Zulässige oder 'sichere' Dosen von Chemikalien sind normalerweise die Dosen, die bei Tierstudien keine toxischen Auswirkungen gezeigt haben (bekannt als Not Averse Effect Level). Diese Dosis wird dann durch einen 'Sicherheitsfaktor' dividiert, der meist 100 beträgt: der Faktor 10, um die Unterschiede zwischen Mensch und Tier in die Rechnung einzubeziehen und ein weiterer Faktor 10, um der unterschiedlichen Anfälligkeit einzelner Individuen gerecht zu werden. Durch den Sicherheitsfaktor ergibt sich eine Dosis mit geringer Wahrscheinlichkeit, eine toxische Wirkung beim Menschen auszulösen. Dieses System bewährt sich bereits seit vielen Jahren bei der Bestimmung von Sicherheitsstandards und Grenzwerten. Es ist ein willkürliches System, das sich aber bereits über lange Zeit hinweg behauptet hat. Diese Art der Berechnung ist ungeachtet dessen notwendig, ob die Sicherheitstests an Tieren oder unter Einsatz anderer Methoden durchgeführt werden.

Die Erforschung der beiden Faktoren ergab, dass der Sicherheitsfaktor, der die individuellen Unterschiede zwischen Menschen in Betracht zieht, durchaus angemessen ist, um die verschiedenen Anfälligkeitsgrade bei der Mehrheit der Bevölkerung zu berücksichtigen.³

Die Forschungsarbeit zu den Unterschieden zwischen Mensch und Tier sind weniger weit fortgeschritten. Verschiedene Studien ergaben, dass eine Komponente des Faktors zu gering bemessen sein könnte und man diesen Wert eventuell erhöhen sollte, um die Unterschiede zwischen Mensch und Tier korrekter widerzuspiegeln.4,5 Des Weiteren bräuchte man zusätzliche Faktoren, um die Beurteilung der Risiken für Säuglinge und Kinder zu verbessern.

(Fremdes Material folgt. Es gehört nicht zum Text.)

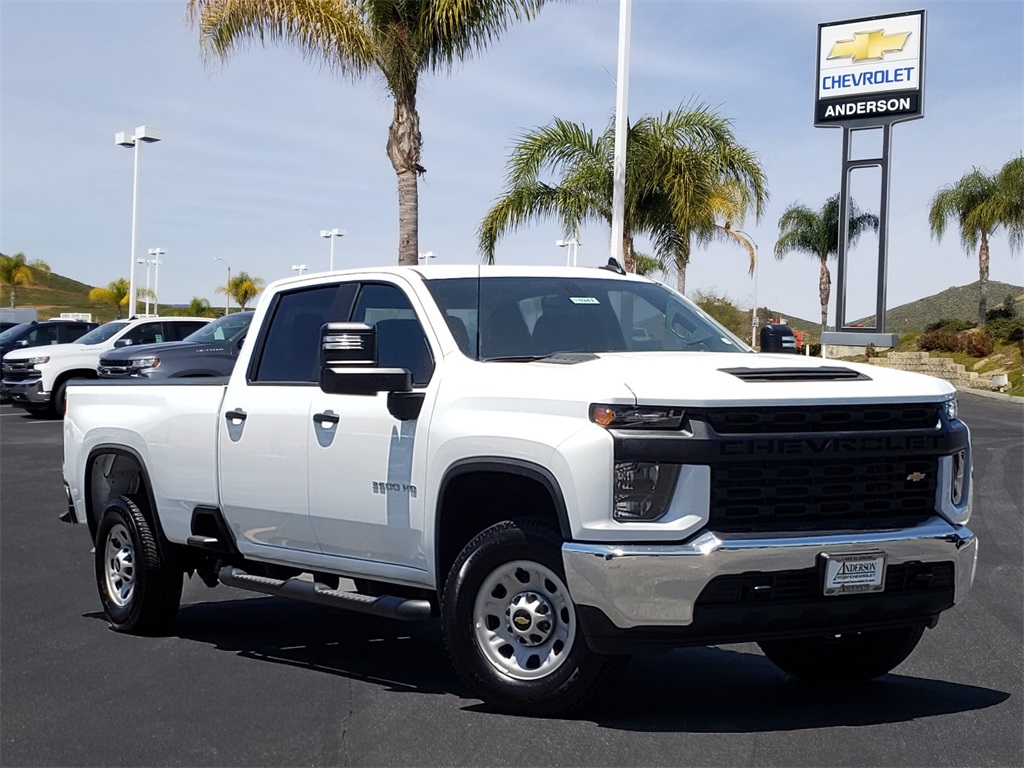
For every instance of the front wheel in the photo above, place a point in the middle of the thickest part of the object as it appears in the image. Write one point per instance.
(140, 592)
(510, 624)
(849, 657)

Tierstudien sind ein grundlegendes Werkzeug für die Beurteilung der Toxizität, sind aber nur innerhalb der natürlichen Grenzen der jeweiligen Untersuchungen wertvoll. Diese Grenzen müssen zum Schutz der Menschen, Tiere und Umwelt berücksichtigt und die Untersuchungsmethoden ständig verbessert werden, um die aufschlussreichsten Daten unter Einsatz der geringstmöglichen Zahl von Tieren zu erhalten.


Quellen

  1. Gerbick GF, Robinson MK, Ryan CA, Dearman RJ. Kimber I, Basketter DA, Wright Z and Marks JG. (2001) Contact Allergenic Potency: Correlation of Human and Local Lymph Node Assay Data. American journal of contact Dermatitis, 12, 156-161.
  2. ECETOC (2000) Skin Sensitisation Testing for the Purpose of Hazard Identification and Risk Assessment. European Centre for Ecotoxicology and Toxicology of Chemicals, Brussels. Monograph No 29.
  3. HSE (2000). Guidance note EH40/00 "Occupational Exposure Limits" ISBN 0 7176 1730 0, Health and Safety Executive, Rose Court, London.
  4. Dorne, J. L., Walton, K., and Renwick, A. G. (2001). Human variability in glucuronidation in relation to uncertainty factors for risk assessment. Food Chem. Toxicol. 39, 1153–1173.
  5. Walton, K., Dorne, J. L., and Renwick, A. G. (2001). Uncertainty factors for chemical risk assessment: Interspecies differences in glucuronidation. Food Chem. Toxicol. 39, 1175–1190.[Medline]
  6. Walton, K., Dorne, J. L., and Renwick, A. G. (2001). Categorical default factors for interspecies differences in the major routes of xenobiotic elimination. Hum. Ecol. Risk Assess. 7, 181–201.
  7. Renwick, A. G., Dorne, J. L., and Walton, K. (2000). An analysis of the need for an additional uncertainty factor for infants and children. Regul. Toxicol. Pharmacol. 31, 286–296.